?
Гендерные различия в игре диктатора: сравнение поведения больших языковых моделей и людей
Introduction. Large language Models (LLM) are increasingly being used in social sciences to simulate the behavior of experimental participants and analyze norms of cooperation and justice. However, the question remains whether they are capable of reproducing social asymmetries, including gender differences. Goal. The work aims to test whether LLM reproduces gender differences in the Dictator game and how textual rationales for decisions relate to the chosen strategies.

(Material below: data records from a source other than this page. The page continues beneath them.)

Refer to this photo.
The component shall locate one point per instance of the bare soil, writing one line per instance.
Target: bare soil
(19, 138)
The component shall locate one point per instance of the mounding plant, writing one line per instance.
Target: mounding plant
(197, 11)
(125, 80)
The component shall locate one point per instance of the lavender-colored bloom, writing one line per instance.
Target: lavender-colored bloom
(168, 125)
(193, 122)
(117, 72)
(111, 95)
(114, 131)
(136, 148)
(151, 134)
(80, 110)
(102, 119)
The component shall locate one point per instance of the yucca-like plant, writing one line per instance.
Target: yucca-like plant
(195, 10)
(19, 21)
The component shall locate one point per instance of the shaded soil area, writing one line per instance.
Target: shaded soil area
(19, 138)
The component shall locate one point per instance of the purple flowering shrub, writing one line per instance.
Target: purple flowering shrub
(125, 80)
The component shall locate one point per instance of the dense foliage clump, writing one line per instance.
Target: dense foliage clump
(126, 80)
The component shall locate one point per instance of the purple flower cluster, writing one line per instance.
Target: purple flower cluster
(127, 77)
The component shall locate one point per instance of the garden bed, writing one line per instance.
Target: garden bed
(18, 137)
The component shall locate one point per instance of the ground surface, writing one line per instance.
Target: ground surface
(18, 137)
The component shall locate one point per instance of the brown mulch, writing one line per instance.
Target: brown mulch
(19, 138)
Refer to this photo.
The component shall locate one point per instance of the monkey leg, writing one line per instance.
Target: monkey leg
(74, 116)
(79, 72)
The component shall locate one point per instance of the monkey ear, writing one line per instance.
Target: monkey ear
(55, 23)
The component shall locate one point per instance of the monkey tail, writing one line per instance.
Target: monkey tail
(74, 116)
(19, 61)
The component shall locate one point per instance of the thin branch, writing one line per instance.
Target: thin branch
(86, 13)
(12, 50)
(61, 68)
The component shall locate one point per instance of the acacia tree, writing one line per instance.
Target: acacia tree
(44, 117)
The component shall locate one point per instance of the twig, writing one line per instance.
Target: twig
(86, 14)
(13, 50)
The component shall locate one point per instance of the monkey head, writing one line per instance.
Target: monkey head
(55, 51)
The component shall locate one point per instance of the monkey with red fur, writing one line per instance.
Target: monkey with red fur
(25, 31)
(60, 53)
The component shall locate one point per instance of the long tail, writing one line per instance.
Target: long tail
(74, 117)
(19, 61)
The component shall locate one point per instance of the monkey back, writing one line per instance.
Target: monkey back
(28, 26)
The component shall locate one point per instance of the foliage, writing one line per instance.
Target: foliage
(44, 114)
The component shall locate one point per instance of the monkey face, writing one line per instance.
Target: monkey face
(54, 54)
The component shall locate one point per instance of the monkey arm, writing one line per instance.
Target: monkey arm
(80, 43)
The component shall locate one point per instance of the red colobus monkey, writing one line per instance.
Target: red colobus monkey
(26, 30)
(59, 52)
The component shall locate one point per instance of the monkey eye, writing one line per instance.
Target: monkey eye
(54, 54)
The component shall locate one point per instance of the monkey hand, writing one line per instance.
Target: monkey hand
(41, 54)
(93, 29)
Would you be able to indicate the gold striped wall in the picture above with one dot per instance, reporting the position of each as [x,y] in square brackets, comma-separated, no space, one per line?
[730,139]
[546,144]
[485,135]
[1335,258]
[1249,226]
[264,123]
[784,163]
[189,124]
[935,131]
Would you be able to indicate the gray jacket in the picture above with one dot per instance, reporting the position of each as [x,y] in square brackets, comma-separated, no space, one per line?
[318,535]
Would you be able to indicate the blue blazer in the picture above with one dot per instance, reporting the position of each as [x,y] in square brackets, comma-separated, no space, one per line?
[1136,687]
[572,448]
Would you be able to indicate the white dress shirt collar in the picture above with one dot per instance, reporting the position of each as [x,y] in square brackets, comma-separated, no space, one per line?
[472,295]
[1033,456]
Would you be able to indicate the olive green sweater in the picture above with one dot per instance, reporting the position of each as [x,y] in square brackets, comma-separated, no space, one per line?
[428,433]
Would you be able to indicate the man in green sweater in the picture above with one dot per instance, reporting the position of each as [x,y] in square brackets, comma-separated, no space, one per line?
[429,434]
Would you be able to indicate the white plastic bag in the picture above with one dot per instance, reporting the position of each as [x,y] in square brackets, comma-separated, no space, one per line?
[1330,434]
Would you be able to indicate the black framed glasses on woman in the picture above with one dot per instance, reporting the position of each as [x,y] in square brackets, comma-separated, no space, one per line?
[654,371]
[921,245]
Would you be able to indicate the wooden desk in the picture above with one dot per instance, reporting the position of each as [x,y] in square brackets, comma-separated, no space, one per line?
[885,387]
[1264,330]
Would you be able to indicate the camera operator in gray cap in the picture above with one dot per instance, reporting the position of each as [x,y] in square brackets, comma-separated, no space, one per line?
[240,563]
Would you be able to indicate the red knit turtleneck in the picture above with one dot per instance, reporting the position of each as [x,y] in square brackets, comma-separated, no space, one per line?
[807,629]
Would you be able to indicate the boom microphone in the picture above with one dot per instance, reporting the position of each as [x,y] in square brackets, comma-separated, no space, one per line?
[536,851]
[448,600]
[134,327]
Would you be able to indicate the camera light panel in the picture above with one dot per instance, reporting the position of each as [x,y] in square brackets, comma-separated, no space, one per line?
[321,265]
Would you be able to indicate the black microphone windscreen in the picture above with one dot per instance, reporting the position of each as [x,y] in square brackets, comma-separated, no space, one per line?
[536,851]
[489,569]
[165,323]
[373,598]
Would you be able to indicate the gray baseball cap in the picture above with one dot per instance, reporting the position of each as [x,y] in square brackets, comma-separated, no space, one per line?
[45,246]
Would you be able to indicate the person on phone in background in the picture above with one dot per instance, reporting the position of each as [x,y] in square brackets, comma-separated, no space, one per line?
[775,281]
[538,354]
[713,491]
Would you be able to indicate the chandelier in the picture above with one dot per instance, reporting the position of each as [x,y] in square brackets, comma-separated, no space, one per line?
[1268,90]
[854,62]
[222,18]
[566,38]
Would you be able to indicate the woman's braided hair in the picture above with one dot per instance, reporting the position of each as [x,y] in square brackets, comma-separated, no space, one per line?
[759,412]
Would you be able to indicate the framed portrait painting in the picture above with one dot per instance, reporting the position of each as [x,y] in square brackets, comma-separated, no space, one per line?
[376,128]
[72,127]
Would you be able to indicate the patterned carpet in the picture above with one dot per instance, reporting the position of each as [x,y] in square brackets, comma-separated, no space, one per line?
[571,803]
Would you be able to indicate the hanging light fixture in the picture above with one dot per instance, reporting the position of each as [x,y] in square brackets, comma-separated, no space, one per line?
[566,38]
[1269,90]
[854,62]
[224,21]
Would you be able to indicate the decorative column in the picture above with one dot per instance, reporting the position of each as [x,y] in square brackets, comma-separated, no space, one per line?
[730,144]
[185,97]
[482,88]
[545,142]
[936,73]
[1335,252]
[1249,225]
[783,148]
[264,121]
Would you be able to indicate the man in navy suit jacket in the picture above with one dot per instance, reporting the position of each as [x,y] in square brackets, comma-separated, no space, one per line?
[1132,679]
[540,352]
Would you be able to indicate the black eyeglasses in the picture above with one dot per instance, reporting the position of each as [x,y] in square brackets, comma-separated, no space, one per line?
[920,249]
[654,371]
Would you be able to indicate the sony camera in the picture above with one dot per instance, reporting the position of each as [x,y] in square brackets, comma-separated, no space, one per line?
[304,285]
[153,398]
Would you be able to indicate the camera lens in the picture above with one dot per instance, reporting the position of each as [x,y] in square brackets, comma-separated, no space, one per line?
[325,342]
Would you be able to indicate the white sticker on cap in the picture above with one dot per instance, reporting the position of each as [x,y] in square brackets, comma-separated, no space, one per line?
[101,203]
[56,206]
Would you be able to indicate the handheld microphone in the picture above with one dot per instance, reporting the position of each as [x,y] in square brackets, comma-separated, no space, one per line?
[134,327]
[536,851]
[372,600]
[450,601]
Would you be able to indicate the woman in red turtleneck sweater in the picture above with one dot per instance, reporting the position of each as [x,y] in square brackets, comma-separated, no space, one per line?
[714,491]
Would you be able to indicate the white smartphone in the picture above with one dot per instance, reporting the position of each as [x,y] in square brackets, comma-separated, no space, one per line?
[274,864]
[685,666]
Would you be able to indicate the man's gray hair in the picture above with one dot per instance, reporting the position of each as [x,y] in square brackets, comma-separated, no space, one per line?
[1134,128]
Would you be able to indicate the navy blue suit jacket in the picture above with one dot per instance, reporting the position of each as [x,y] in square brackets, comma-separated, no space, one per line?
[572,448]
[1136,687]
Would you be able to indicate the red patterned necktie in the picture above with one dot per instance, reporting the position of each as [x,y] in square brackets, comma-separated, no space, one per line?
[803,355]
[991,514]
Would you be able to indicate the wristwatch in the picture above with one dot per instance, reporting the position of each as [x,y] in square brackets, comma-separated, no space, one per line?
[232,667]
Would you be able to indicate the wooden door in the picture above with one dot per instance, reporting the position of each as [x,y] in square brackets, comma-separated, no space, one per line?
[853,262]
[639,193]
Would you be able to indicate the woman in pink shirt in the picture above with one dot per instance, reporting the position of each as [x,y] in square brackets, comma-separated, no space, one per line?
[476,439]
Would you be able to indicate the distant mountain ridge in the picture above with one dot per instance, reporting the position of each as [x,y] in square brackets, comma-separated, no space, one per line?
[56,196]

Materials and methods. The classic experiment of Eckel and Grossman (1998) is adapted for analysis, where the "dictator" distributes 10 dollars between himself and his opponent. Five models (GPT-5, Grok-4, YandexGPT 5 Pro, Gigachat 2 Max, and Qwen3-235b-a22b) generated 1,000 decisions based on twenty participant profiles. The comparison was carried out with the results of experiments with human subjects; additionally, regression analysis was applied, taking into account textual explanations. Results. All models demonstrated higher generosity compared to humans: "male" agents transferred an average of 3.57 units, "female" — 4.18, while human subjects — 0.82 and 1.6, respectively. The gender gap persists, but decreases with the control of textual arguments. Mentioning "equality" and "justice" is associated with an increase in generosity, while appeals to "rationality" and an emphasis on "the opponent" are associated with a decrease in generosity. Significant differences were also found between the models: Grok-4 and YandexGPT 5 Pro had the most generous behavior, while Gigachat 2 Max and Qwen3-235b-a22b had the least. Conclusions. LLMs reproduce both norms of cooperation and social asymmetries, while their severity depends on architecture and argumentation strategies. The results demonstrate that the behavioral assessment of LLM should be combined with the analysis of explanations of decisions. The study is aimed at researchers in the field of behavioral economics, AI, and social informatics; the prospect is to expand the analysis to n-player games, multilingual protocols, and control of inference parameters.